COLO−320DM(JCRB0225)は(財)ヒューマンサイエンス振興財団より購入した。10%FBS含有D’MEM培地を使用し、5%CO2インキュベーター内で、COLO−320DMを3日おきに継代しながら培養した。
10%FBS含有D’MEM培地で3日間培養したCOLO−320DM培養液を、1,000rpmで5分間遠心分離して細胞を回収した。回収した細胞を、約2×105cells/mLとなるように無血清RPMI1640培地に懸濁して24穴マイクロプレートに播種した後(0.5mL/ウェル)、菌体の濃度が100質量ppmとなるように菌体溶液を添加した(1%添加)。5%CO2インキュベーター内で2時間培養した後、培養液を遠心分離して菌体及び細胞を除去した。得られた上清中のセロトニン濃度を、セロトニンEIAキット(品番900−175、コスモバイオ)を使用して測定した。菌体を添加せずに同様の操作を行った対照(菌体非添加)との比較から、SBL88株のセロトニン分泌促進作用を評価した。
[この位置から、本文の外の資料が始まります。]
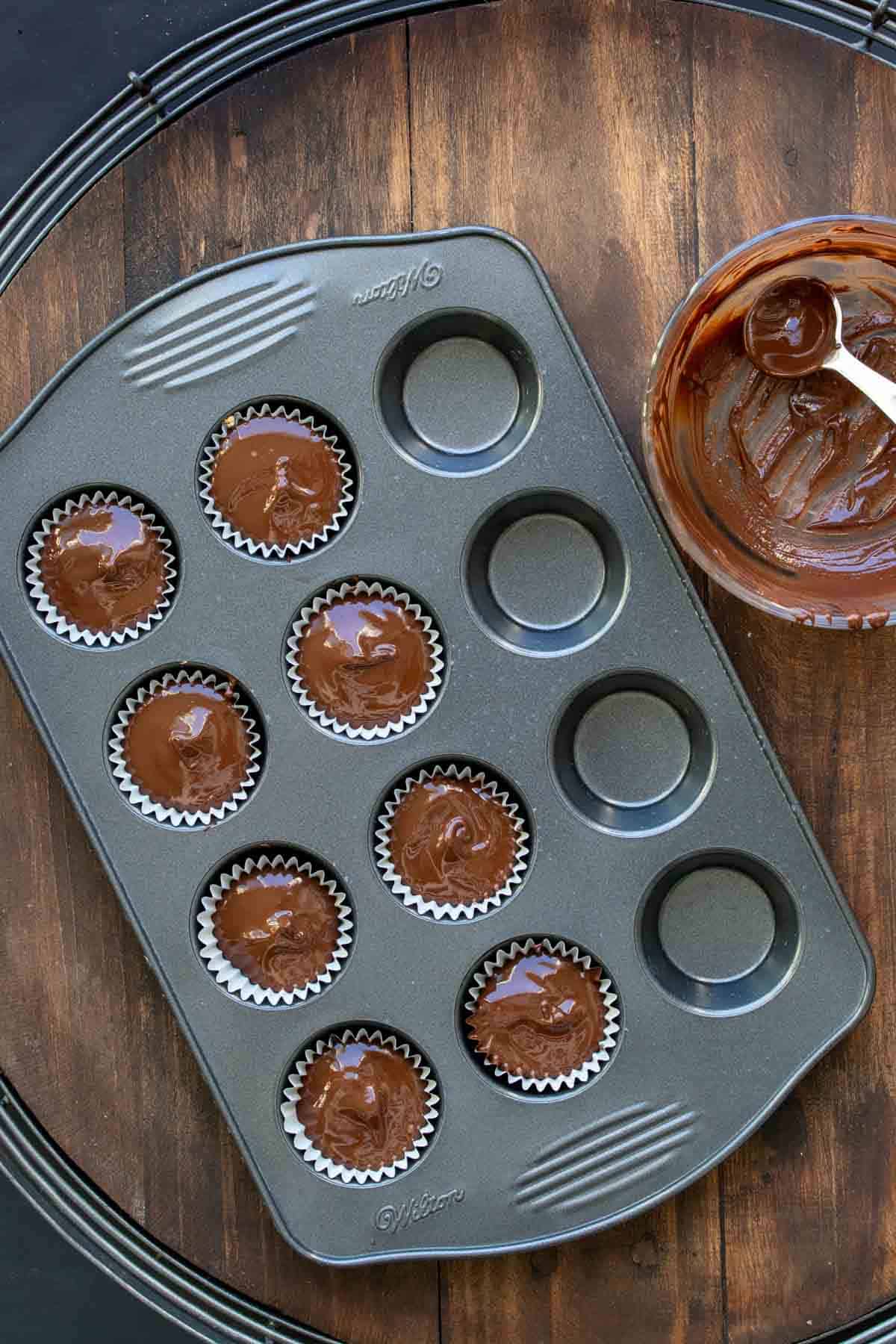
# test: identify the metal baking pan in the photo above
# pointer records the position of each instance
(724, 1003)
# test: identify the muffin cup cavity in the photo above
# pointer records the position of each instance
(317, 712)
(561, 1082)
(227, 530)
(134, 792)
(447, 909)
(234, 980)
(43, 604)
(304, 1144)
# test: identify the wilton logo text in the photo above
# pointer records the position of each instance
(391, 1219)
(425, 276)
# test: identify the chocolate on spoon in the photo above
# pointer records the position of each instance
(794, 329)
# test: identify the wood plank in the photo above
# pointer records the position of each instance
(628, 141)
(543, 120)
(793, 131)
(308, 148)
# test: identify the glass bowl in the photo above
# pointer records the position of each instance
(782, 490)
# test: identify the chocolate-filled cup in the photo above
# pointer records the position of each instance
(267, 941)
(364, 660)
(452, 843)
(399, 1101)
(276, 483)
(186, 749)
(101, 569)
(528, 1021)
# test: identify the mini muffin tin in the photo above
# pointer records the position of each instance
(581, 672)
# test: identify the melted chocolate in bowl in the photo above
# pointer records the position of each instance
(783, 490)
(791, 329)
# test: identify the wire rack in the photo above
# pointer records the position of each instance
(155, 97)
(148, 101)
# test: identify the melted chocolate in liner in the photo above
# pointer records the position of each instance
(361, 1105)
(364, 660)
(539, 1016)
(102, 567)
(187, 746)
(790, 329)
(450, 841)
(790, 484)
(279, 927)
(277, 480)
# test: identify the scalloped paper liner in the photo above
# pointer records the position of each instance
(327, 721)
(590, 1066)
(237, 981)
(233, 534)
(450, 910)
(128, 785)
(312, 1155)
(53, 616)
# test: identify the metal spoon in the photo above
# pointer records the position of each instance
(795, 326)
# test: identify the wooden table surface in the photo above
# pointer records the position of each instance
(629, 143)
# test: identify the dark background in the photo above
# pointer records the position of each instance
(63, 60)
(50, 1292)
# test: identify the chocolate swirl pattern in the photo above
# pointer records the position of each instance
(541, 1015)
(274, 482)
(101, 569)
(364, 660)
(361, 1107)
(184, 749)
(274, 930)
(452, 843)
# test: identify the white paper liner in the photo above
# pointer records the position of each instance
(312, 1155)
(57, 618)
(327, 721)
(128, 785)
(237, 981)
(595, 1062)
(449, 910)
(233, 534)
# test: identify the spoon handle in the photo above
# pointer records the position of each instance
(880, 390)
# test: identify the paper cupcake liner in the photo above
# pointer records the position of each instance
(591, 1066)
(233, 534)
(237, 981)
(40, 598)
(449, 910)
(309, 705)
(128, 785)
(312, 1155)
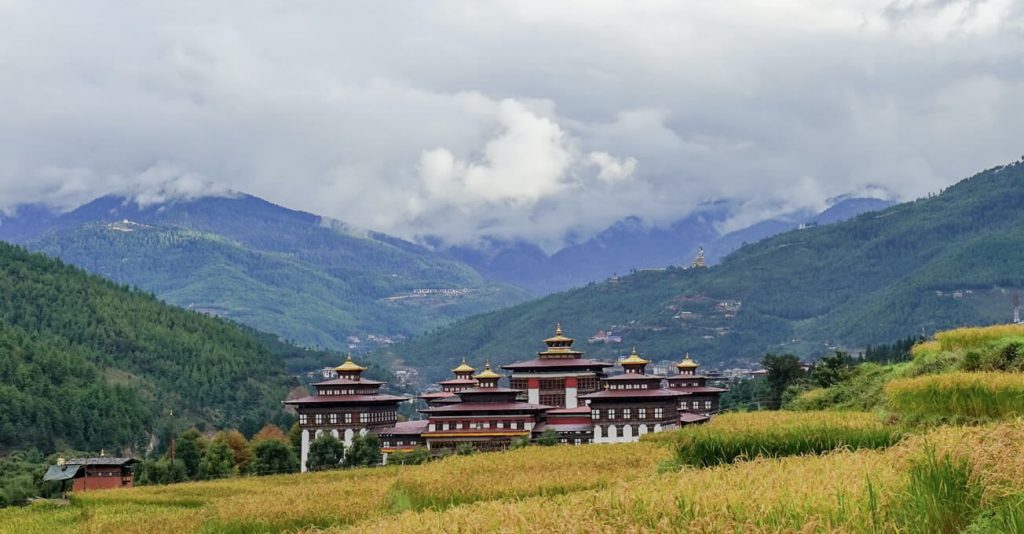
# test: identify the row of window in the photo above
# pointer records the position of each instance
(338, 391)
(627, 413)
(477, 425)
(628, 386)
(347, 418)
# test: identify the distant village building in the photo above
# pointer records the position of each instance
(697, 401)
(559, 392)
(345, 406)
(92, 474)
(487, 417)
(559, 374)
(698, 262)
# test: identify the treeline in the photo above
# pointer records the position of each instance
(87, 364)
(870, 279)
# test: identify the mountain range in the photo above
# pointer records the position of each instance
(937, 262)
(630, 245)
(323, 283)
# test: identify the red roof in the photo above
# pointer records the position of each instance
(698, 389)
(485, 407)
(437, 395)
(406, 428)
(549, 363)
(692, 417)
(628, 394)
(347, 399)
(569, 411)
(458, 381)
(346, 381)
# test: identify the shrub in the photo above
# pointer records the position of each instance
(958, 396)
(810, 434)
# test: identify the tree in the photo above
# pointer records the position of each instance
(271, 456)
(240, 448)
(188, 450)
(783, 371)
(548, 438)
(325, 453)
(217, 462)
(415, 457)
(366, 451)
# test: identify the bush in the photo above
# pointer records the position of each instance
(958, 396)
(807, 434)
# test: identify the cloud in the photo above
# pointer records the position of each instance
(539, 121)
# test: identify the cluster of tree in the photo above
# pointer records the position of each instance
(91, 364)
(891, 353)
(227, 453)
(328, 452)
(269, 268)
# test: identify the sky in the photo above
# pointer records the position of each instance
(539, 121)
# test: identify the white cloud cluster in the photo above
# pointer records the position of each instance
(542, 121)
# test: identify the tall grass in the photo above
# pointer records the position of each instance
(941, 497)
(958, 396)
(788, 435)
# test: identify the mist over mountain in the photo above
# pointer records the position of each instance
(311, 280)
(940, 261)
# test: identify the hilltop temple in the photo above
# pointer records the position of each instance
(559, 374)
(559, 393)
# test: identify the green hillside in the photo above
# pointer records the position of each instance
(279, 271)
(945, 260)
(88, 364)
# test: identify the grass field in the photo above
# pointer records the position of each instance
(757, 471)
(601, 488)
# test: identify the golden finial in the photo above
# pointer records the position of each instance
(687, 363)
(634, 359)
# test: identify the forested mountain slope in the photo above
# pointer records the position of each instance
(938, 262)
(88, 364)
(309, 280)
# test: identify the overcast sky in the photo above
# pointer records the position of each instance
(532, 120)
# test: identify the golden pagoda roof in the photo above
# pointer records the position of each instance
(463, 368)
(634, 359)
(487, 373)
(687, 363)
(349, 366)
(558, 335)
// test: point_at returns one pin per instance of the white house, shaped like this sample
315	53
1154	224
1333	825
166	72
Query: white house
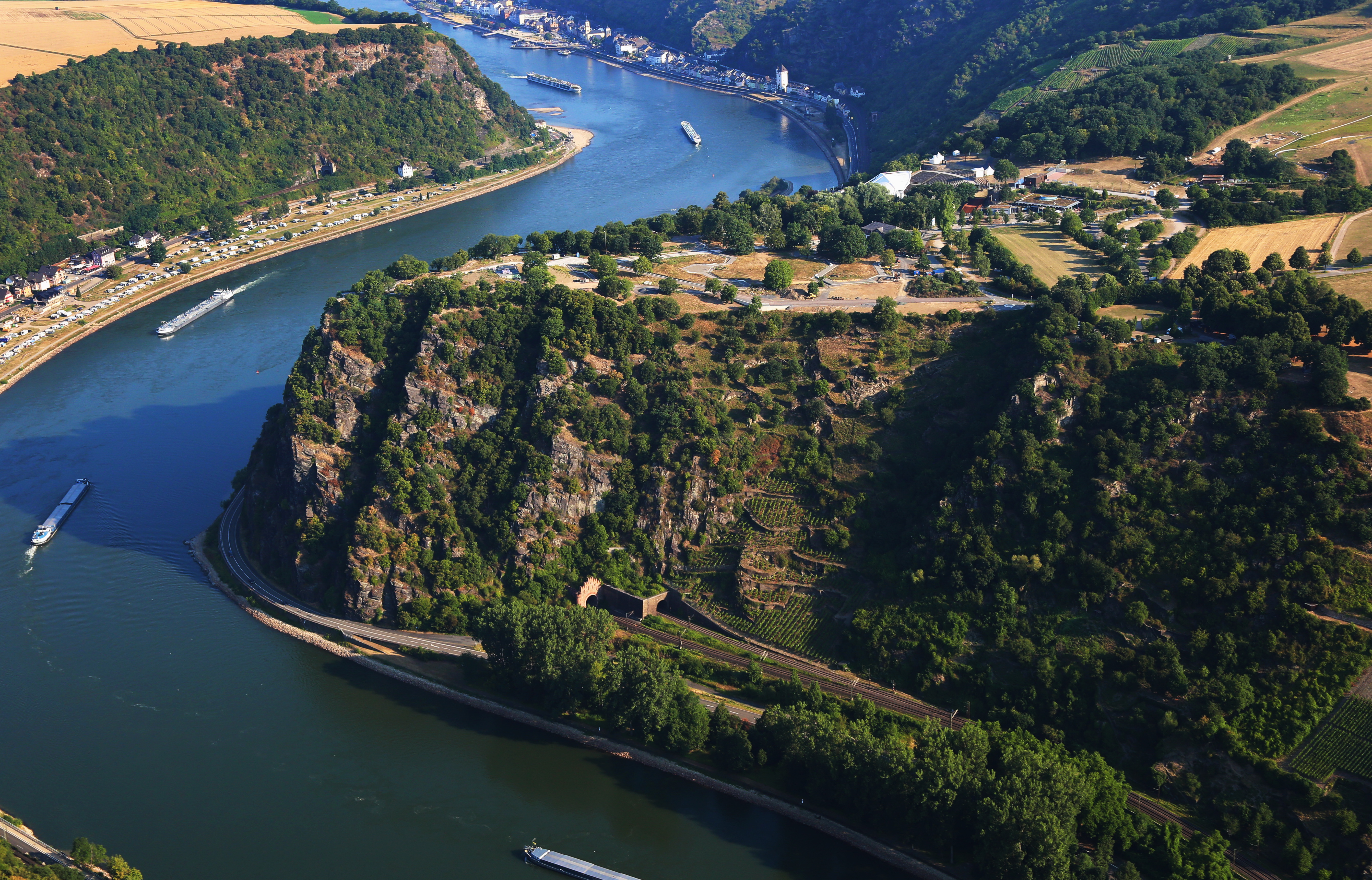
895	183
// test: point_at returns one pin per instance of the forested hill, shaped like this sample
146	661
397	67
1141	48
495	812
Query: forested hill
929	68
179	136
1104	548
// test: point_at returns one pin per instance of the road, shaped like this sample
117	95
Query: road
27	843
231	545
832	682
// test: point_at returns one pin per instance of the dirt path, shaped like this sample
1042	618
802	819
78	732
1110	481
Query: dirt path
24	366
1223	139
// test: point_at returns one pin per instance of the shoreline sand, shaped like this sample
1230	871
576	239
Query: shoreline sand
581	139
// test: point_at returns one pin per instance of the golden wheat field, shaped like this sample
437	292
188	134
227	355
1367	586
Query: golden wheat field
42	36
1257	242
1356	55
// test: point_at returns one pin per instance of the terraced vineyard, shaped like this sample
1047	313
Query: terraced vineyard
806	625
1012	98
1064	80
778	514
1344	742
780	486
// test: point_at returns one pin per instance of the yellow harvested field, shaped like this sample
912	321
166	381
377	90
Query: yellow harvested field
40	36
1257	242
1356	55
1049	253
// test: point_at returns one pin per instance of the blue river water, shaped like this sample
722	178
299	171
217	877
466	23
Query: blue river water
146	712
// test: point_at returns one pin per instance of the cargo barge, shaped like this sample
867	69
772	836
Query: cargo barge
220	297
60	514
553	81
571	867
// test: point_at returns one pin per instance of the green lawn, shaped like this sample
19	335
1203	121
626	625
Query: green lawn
315	17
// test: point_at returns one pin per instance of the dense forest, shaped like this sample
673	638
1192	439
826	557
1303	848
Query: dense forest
1171	109
1104	554
928	68
183	135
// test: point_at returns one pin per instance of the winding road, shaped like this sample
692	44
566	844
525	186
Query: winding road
832	682
231	545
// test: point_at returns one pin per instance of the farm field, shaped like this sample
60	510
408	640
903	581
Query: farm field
40	36
1318	113
1344	742
1352	55
1009	99
1355	288
1049	253
1131	314
1257	242
806	625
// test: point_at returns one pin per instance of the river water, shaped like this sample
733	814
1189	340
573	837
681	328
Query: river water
143	710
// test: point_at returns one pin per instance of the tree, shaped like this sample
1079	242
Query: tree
739	237
884	315
407	267
614	288
778	275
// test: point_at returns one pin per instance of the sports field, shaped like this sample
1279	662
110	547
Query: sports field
1257	242
1049	253
42	36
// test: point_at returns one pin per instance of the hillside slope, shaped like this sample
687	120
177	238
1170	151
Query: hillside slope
176	138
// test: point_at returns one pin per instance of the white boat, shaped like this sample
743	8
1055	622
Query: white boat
220	297
60	514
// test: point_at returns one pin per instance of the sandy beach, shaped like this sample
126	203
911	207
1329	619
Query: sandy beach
22	366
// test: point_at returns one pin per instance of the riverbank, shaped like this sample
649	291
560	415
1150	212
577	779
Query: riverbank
21	367
837	165
794	812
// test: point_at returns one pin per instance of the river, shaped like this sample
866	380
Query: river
146	712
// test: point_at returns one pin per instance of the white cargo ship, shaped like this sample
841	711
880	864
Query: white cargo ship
570	867
60	514
220	297
553	81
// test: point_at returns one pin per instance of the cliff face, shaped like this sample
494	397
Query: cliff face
424	449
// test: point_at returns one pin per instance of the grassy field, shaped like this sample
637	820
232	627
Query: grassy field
1257	242
1355	288
1318	113
1049	253
1344	742
40	36
1131	314
315	17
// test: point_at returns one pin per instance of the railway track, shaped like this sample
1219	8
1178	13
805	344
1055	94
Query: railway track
843	686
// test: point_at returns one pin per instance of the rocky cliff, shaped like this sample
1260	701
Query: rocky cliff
435	440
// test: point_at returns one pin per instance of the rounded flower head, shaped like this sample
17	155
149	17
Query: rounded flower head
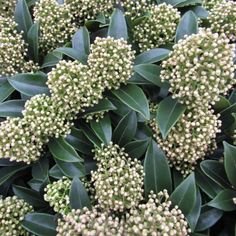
111	61
90	222
118	181
12	213
12	49
56	25
7	8
46	118
222	19
19	142
89	9
156	217
190	139
73	86
200	68
58	195
158	27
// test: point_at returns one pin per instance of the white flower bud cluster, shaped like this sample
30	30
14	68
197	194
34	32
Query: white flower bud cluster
111	61
73	86
12	49
89	223
190	139
200	68
7	8
209	4
222	19
46	118
58	195
157	217
118	181
18	141
56	24
89	9
158	28
12	212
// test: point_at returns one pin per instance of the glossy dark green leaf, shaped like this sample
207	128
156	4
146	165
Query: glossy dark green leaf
184	195
78	195
63	151
215	170
230	162
12	108
157	172
136	149
5	90
29	195
71	169
168	113
81	43
40	224
23	17
151	73
126	129
188	25
133	97
30	84
117	27
208	217
102	129
152	56
33	41
79	141
224	200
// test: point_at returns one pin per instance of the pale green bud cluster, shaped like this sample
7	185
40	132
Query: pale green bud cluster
222	19
158	27
7	7
200	68
90	222
56	24
157	217
12	213
12	49
118	180
192	137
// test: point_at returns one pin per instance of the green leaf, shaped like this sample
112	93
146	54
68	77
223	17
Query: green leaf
157	172
136	149
29	195
152	56
63	151
40	224
168	113
208	217
224	200
150	73
79	141
5	90
33	41
133	97
30	84
188	25
23	17
215	170
81	43
12	108
126	129
78	195
71	169
184	195
103	129
117	27
230	162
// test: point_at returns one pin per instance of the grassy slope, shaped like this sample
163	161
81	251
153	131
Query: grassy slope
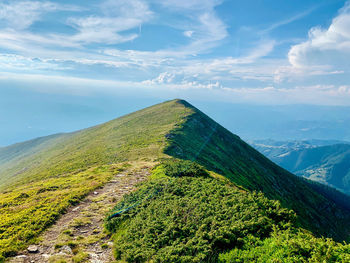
202	140
143	135
333	159
131	137
61	170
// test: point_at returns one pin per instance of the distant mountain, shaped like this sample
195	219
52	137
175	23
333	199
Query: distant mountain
321	161
39	179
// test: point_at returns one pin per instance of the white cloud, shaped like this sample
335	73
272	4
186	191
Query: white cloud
188	33
22	14
328	49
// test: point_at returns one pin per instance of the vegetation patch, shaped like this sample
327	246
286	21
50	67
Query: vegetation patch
191	219
27	211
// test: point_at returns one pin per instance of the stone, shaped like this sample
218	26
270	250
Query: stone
76	208
33	249
66	250
110	244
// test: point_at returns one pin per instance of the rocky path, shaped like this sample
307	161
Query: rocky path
79	236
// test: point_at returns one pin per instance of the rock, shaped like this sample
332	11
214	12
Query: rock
33	249
66	250
76	208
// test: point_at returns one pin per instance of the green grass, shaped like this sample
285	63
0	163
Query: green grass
190	217
28	210
187	216
41	178
140	135
204	141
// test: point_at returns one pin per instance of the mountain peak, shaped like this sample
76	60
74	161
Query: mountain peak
173	129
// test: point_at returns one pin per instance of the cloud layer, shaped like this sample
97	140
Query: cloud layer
175	45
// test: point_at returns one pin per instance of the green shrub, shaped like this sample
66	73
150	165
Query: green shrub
191	219
288	247
179	168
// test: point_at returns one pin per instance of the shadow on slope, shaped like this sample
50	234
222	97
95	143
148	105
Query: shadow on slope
203	140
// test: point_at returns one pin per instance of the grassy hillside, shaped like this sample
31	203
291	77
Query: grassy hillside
184	215
131	137
30	172
327	164
202	140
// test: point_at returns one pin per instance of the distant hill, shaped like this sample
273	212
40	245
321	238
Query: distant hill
320	161
59	170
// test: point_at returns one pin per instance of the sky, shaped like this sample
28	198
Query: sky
81	58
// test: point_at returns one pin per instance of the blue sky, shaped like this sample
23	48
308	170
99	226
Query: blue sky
253	51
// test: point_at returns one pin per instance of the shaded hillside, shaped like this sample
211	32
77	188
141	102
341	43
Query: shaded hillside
174	128
329	164
202	140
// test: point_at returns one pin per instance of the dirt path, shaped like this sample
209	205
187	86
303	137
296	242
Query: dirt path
79	234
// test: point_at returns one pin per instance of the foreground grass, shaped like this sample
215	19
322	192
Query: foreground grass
182	214
27	211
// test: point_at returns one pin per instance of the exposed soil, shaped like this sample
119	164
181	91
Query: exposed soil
79	235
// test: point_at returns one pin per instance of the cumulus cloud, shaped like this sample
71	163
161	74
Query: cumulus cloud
22	14
327	49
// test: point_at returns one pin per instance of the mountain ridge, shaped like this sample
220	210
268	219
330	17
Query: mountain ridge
177	129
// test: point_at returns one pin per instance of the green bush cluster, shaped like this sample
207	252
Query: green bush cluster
178	168
288	246
191	219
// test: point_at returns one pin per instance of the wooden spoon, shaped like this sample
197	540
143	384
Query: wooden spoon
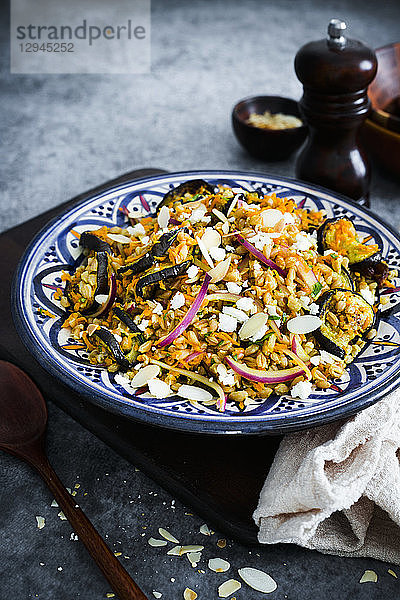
23	420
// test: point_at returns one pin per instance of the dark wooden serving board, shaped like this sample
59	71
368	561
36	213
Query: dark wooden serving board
221	483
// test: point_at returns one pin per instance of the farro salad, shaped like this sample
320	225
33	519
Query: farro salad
225	296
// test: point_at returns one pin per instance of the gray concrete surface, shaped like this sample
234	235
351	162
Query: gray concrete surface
63	134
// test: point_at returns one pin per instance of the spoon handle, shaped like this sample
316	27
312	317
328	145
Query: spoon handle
113	571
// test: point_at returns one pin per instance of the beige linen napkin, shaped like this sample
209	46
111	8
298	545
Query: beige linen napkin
336	488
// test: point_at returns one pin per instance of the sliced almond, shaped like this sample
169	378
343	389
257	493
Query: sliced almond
158	388
144	375
189	549
192	392
204	252
228	587
167	535
219	272
218	565
175	551
304	324
258	580
211	238
163	217
270	217
194	558
253	325
155	543
220	215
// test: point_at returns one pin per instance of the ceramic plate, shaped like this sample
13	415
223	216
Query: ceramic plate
38	316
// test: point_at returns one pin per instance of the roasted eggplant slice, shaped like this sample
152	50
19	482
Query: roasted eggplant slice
340	235
345	280
92	242
109	341
161	275
192	187
345	316
129	322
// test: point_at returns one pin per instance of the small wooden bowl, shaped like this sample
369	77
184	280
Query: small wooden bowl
383	145
267	144
386	87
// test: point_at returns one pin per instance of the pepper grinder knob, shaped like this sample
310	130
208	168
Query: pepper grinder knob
336	28
335	73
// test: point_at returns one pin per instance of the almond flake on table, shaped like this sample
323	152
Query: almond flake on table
258	580
218	565
167	535
228	587
194	558
156	543
369	577
204	529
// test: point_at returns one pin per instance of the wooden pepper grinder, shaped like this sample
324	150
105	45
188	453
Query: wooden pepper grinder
335	73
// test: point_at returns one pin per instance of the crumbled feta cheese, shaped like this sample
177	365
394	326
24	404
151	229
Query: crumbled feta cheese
289	218
315	360
158	388
225	377
304	241
245	304
368	295
233	287
227	323
240	315
313	308
143	324
158	309
328	358
259	334
301	390
198	215
138	230
177	301
305	301
217	253
260	240
192	271
122	379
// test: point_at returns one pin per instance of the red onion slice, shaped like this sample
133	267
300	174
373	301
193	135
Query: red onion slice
264	376
144	203
188	318
260	256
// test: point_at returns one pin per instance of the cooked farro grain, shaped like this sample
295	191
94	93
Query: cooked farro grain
150	300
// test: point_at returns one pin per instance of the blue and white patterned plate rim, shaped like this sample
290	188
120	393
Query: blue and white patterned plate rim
310	414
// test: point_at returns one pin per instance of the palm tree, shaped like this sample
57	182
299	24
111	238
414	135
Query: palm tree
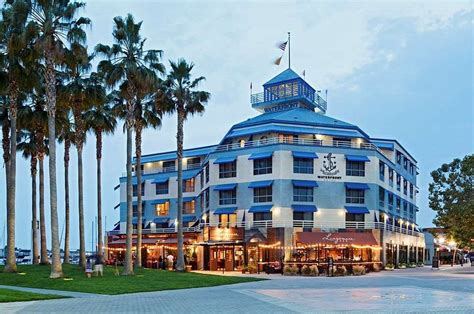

SBL88株の胃迷走(副交感)神経活動、皮膚動脈交感神経活動及び褐色脂肪組織交感神経活動への作用を解析した。
SBL88株を培地(マルトース2質量%,酵母エキス1.4質量%,酢酸ナトリウム0.5質量%,硫酸マンガン0.005質量%,pH6.5〜7.0)に植菌し、30℃で1日間静置培養した。得られた培養液(約8×108cfu/mL)を、8,000rpmで10分間遠心分離して菌体を回収した。回収した菌体を蒸留水に懸濁し、8,000rpmで10分遠心分離して菌体を回収した。この操作を2度繰り返した後、蒸留水に懸濁した菌体を105℃で10分間加熱処理した後、凍結乾燥して加熱処理菌体粉末を得た。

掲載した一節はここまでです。